Cybersicherheit von 5G-Netzen: EU veröffentlicht Bericht zur Sicherheit von Open RAN
Am 11. Mai 2022 haben die EU-Mitgliedstaaten mit Unterstützung der Europäischen Kommission und ENISA, der EU-Agentur für Cybersicherheit, einen Bericht über die Cybersicherheit von Open RAN vorgestellt. Der Aufbau sicherer 5G-Netze hat für die Europäische Union hohe Priorität. Um zu diesem Ziel beizutragen, haben die EU-Mitgliedstaaten mit Unterstützung der Europäischen Kommission und der ENISA einen konzertierten Ansatz für die Cybersicherheit von 5G-Netzen entwickelt, welcher in der im Januar 2020 angenommenen EU-5G-Toolbox beschrieben ist.
Open RAN bezeichnet eine neue 5G-Netzwerkarchitektur, die in den kommenden Jahren eine alternative Möglichkeit bieten soll, den Funkzugangsteil von 5G-Netzwerken basierend auf offenen Schnittstellen bereitzustellen und somit einen weiteren Baustein in der koordinierten Arbeit auf EU-Ebene zur Cybersicherheit von 5G-Netzen setzen wird. Durch größere Interoperabilität zwischen RAN-Komponenten verschiedener Anbieter kann Open RAN eine größere Diversifizierung von Anbietern innerhalb von Netzwerken im selben geografischen Gebiet ermöglichen. Die Open RAN-Technologie könnte auf diese Weise einen signifikanten Beitrag leisten, die Empfehlung der EU-5G-Toolbox zu erfüllen, dass jeder Betreiber über eine angemessene Multi-Vendor-Strategie verfügen sollte, um eine größere Abhängigkeit von einem einzelnen Anbieter zu vermeiden oder zu begrenzen. Open RAN könnte ebenso die Sichtbarkeit des Netzwerks dank der Verwendung offener Schnittstellen und Standards erhöhen, menschliche Fehler durch stärkere Automatisierung reduzieren und die Flexibilität durch den Einsatz von Virtualisierung und cloudbasierten Lösungen erhöhen.
Der nun veröffentlichte Bericht stellte jedoch fest, dass heutige Open RAN-Systeme unter bestimmten Bedingungen noch potenzielle Sicherheitslücken aufweisen könnten. Insbesondere kurzfristig würde Open RAN durch die zunehmende Komplexität von Netzwerken eine Reihe von Sicherheitsrisiken verschärfen. Zu diesen Risiken gehören eine größere Angriffsfläche und mehr Einstiegspunkte für böswillige Akteure, ein erhöhtes Risiko einer Fehlkonfiguration von Netzwerken und potenzielle Auswirkungen auf andere Netzwerkfunktionen aufgrund der gemeinsamen Nutzung von Ressourcen. Der Bericht stellte auch fest, dass technische Spezifikationen, wie sie von der O-RAN Alliance entwickelt wurden, nicht ausreichend ausgereift sind.
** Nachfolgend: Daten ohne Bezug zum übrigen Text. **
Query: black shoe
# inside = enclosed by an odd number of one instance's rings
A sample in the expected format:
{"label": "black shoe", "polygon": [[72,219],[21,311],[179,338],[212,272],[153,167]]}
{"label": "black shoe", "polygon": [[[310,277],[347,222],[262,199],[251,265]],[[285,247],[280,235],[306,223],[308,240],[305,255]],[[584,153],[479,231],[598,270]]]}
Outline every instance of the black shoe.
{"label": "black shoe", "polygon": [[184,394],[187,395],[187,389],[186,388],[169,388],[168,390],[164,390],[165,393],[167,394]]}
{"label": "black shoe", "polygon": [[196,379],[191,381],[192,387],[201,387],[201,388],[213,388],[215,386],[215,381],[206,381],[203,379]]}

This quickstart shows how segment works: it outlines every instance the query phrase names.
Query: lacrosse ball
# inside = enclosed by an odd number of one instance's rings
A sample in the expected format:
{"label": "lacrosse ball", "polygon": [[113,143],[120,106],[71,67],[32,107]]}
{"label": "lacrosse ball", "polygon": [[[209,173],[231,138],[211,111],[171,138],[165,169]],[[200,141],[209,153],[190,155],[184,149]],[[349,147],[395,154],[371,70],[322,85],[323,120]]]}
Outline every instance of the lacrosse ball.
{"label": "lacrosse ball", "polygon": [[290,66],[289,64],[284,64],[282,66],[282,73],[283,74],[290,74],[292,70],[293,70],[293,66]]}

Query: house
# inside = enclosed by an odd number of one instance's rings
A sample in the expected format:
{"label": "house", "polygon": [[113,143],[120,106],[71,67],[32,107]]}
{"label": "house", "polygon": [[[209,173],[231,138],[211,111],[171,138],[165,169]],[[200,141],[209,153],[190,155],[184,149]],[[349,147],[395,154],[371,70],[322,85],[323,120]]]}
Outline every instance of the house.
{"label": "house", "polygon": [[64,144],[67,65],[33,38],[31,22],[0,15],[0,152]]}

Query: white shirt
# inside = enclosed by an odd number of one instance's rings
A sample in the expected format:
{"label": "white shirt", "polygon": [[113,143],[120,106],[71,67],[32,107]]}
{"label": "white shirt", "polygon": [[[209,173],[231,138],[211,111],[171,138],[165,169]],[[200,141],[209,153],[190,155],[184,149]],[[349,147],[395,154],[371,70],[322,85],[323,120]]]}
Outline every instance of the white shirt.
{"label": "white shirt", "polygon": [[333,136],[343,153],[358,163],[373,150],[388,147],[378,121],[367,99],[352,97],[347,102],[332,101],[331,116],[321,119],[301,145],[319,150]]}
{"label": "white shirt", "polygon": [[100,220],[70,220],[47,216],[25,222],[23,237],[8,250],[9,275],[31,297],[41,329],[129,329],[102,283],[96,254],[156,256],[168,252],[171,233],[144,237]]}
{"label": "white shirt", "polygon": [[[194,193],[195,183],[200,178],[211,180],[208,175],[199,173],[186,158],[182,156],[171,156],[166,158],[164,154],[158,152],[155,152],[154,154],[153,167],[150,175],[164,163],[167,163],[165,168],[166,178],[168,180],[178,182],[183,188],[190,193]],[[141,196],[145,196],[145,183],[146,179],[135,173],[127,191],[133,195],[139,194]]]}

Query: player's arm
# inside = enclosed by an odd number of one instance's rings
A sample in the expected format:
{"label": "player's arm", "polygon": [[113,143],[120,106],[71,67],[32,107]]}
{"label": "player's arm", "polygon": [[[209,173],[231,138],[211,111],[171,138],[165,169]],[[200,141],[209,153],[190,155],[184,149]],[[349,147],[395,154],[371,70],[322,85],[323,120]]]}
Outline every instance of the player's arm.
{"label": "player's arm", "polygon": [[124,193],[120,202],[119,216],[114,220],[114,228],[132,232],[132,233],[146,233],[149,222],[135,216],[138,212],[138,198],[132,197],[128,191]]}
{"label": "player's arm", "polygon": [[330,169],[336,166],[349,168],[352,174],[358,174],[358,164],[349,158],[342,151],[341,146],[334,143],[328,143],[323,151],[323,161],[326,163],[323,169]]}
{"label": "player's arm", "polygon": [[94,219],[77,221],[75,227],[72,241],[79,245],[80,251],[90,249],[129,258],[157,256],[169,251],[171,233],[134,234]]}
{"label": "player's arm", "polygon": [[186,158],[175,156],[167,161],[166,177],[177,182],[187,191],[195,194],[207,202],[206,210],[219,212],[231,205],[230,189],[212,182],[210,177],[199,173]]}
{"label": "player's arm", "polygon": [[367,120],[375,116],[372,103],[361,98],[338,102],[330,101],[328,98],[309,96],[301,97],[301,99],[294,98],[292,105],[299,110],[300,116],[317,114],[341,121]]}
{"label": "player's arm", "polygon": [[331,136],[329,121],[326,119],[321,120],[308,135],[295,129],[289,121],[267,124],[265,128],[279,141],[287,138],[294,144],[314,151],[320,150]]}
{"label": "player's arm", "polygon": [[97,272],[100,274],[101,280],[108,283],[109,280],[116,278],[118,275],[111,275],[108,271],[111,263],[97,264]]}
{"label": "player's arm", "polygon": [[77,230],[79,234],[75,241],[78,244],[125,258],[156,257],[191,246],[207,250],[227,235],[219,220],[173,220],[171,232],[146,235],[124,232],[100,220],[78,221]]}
Open RAN könnte somit zu neuen oder verstärkten kritischen Abhängigkeiten führen, beispielsweise im Bereich Komponenten und Cloud.
Um diese Risiken zu mindern und potenzielle Chancen von Open RAN zu nutzen, empfiehlt der Bericht eine Reihe von Maßnahmen auf der Grundlage der EU-5G-Toolbox, insbesondere:
- die Verstärkung wichtiger technischer Kontrollen wie Authentifizierung und Autorisierung und Anpassung des Überwachungsdesigns an eine modulare Umgebung, in der jede Komponente überwacht wird;
- die individuelle Bewertung des Risikoprofils von Open RAN-Anbietern, externen Dienstleistern im Zusammenhang mit Open RAN, Cloud-Service-/Infrastrukturanbietern und Systemintegratoren;
- die zügige Behebung von Mängeln bei der Entwicklung technischer Spezifikationen sowie
- die frühzeitige Aufnahme von Open RAN-Komponenten in das zukünftige 5G-Zertifizierungssystem für Cybersicherheit
In der Gesamtschau empfiehlt der Bericht somit eine vorsichtige Herangehensweise und Überführung bestehender Mobilfunkinfrastrukturen in die Open RAN-Architektur, um auf diese Weise potentielle Sicherheitsrisiken im Ausbau von 5G-Netzwerken zu minimieren.